Rick Shapiro

There are no safe routines about airline food here: old Rick is made of darker meat

Review by Nick Eardley | 08 Aug 2007

Rick Shapiro is unwell.

Somewhere between the demented spiel of a backstreet bum and the shirtless antics of a Funhouse-era Iggy Pop, Rick Sharpiro's lunatic ramblings dwell at the point in which comedy and horror collide. As he paces the tiny attic where he currently resides, locked away like the mutant twin of some cleaner, nicer stand-up, the audience visibly recoils. Throughout this evening's set, Shapiro will have only the most passing relationship with the stage. He prowls the aisle, hangs from the rafters ("I feel like Sarah Silverman’s clitoris"), and flaps about like a man possessed, all the while scarcely pausing for breath. There are no safe routines about airline food here: old Rick is made of darker meat.
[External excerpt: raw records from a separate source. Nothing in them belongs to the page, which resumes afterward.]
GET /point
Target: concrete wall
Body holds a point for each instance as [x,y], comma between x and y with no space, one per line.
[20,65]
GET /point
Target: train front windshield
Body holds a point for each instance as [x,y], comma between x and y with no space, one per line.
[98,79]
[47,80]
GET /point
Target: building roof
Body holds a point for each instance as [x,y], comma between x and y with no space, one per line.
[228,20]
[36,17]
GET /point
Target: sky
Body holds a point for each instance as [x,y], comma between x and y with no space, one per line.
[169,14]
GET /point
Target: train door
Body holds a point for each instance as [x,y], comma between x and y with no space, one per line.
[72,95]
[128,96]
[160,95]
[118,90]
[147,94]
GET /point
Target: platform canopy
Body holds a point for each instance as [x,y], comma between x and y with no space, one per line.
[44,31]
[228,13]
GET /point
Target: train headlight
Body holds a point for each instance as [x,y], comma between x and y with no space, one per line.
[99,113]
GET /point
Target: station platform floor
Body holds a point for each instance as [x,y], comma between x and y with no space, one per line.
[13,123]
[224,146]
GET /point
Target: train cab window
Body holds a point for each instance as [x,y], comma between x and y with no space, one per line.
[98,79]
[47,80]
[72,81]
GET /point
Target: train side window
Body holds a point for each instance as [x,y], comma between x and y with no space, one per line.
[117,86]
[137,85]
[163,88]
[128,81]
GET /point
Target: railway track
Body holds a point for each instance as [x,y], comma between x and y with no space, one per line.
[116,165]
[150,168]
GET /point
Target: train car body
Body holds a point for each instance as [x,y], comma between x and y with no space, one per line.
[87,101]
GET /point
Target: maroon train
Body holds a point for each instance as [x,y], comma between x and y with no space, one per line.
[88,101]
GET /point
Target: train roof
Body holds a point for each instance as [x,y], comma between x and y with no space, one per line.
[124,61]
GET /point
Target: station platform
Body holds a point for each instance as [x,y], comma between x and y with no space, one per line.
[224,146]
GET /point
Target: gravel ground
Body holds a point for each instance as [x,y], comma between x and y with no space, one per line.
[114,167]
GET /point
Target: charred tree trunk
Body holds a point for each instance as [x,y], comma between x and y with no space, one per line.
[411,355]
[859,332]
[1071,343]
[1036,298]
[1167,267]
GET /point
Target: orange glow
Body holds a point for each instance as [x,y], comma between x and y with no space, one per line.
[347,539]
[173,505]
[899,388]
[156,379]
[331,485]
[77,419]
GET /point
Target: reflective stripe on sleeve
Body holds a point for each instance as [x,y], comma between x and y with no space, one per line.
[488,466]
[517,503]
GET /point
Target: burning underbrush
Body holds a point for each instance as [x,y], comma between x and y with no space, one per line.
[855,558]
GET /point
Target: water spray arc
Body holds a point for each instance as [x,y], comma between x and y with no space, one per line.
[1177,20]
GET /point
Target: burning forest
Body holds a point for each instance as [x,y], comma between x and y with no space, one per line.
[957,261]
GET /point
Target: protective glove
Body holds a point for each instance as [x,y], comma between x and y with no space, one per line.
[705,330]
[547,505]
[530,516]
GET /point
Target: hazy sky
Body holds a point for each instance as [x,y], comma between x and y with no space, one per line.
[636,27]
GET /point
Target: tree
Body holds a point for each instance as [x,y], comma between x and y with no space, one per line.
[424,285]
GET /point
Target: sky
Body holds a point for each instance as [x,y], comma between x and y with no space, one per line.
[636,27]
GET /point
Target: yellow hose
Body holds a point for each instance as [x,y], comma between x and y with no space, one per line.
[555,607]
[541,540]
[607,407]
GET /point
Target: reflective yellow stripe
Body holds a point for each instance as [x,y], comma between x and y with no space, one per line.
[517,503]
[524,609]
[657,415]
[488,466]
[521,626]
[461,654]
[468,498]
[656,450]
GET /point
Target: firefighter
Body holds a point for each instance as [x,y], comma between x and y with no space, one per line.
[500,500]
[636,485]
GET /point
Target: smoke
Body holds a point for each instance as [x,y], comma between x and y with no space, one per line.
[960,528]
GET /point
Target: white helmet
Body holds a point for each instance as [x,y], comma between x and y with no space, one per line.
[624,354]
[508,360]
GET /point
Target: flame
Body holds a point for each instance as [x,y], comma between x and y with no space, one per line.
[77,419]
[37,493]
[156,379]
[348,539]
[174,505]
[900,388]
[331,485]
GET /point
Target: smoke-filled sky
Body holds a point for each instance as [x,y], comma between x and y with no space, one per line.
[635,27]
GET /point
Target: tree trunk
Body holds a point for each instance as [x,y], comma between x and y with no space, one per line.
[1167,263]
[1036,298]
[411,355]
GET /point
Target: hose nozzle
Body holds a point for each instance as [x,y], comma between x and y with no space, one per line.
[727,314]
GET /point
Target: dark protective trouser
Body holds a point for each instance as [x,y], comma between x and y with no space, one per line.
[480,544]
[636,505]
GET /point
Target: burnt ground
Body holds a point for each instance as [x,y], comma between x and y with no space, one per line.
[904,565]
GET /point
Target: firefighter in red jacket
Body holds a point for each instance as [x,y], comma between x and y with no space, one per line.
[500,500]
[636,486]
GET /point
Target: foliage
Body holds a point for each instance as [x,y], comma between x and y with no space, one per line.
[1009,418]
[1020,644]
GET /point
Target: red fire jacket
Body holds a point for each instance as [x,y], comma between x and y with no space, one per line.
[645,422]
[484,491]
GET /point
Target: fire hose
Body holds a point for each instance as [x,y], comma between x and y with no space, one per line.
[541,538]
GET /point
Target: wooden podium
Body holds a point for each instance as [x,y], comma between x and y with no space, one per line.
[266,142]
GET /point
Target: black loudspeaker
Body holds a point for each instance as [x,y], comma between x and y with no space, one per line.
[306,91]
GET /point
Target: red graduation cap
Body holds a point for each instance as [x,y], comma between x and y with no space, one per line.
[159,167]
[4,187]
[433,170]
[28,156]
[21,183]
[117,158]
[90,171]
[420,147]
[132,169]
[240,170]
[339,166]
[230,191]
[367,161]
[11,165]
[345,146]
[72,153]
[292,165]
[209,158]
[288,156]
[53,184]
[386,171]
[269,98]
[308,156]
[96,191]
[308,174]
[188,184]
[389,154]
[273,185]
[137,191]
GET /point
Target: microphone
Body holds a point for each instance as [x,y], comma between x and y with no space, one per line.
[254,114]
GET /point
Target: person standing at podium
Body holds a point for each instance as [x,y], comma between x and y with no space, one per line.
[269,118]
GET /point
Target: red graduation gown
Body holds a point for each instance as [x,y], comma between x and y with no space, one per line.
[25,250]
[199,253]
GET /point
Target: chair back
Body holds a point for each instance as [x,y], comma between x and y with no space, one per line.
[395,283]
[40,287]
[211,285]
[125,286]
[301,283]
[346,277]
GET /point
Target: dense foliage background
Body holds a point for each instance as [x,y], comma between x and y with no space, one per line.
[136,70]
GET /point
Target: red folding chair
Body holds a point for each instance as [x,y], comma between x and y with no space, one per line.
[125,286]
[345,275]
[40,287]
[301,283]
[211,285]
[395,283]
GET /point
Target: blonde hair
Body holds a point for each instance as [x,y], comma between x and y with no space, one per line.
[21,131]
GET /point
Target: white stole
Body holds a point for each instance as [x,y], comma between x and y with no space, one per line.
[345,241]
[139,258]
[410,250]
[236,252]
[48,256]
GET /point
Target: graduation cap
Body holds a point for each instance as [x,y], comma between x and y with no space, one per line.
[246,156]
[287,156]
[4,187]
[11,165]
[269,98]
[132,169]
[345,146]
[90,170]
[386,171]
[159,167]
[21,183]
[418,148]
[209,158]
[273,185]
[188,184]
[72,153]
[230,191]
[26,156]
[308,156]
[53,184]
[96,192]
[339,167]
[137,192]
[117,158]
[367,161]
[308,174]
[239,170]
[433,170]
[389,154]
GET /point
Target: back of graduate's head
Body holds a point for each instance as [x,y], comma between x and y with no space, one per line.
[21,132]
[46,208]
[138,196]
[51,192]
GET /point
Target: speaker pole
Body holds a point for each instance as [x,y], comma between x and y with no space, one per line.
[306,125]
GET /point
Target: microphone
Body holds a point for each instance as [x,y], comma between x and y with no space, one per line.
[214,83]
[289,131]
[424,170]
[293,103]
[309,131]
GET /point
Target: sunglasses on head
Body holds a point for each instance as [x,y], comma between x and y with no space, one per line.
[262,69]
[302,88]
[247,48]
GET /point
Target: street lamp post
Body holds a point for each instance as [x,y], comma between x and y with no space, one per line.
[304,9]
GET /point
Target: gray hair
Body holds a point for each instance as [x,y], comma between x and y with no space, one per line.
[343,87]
How to describe the experience without descending into sub-NME hyperbole? The man is without peer. He enters the stage in a flurry of papers and slurred quips. As his hour’s end approaches, the audience have been dragged through a personal hell of psych-wards and treatments, bad drugs and worse, sex and treated to a musical finale as oddly moving as it is censor-batingly hilarious. Impossibly, we have been driven to tears of sinful laughter throughout, a boiling point of release that never lets up. Venues as small as these can be acutely claustrophobic, especially when the pace drops; nothing feels more awful than a shared silence. Yet, on those few moments when Shapiro pauses to refuel his reserves of dirty thoughts, we pause with him.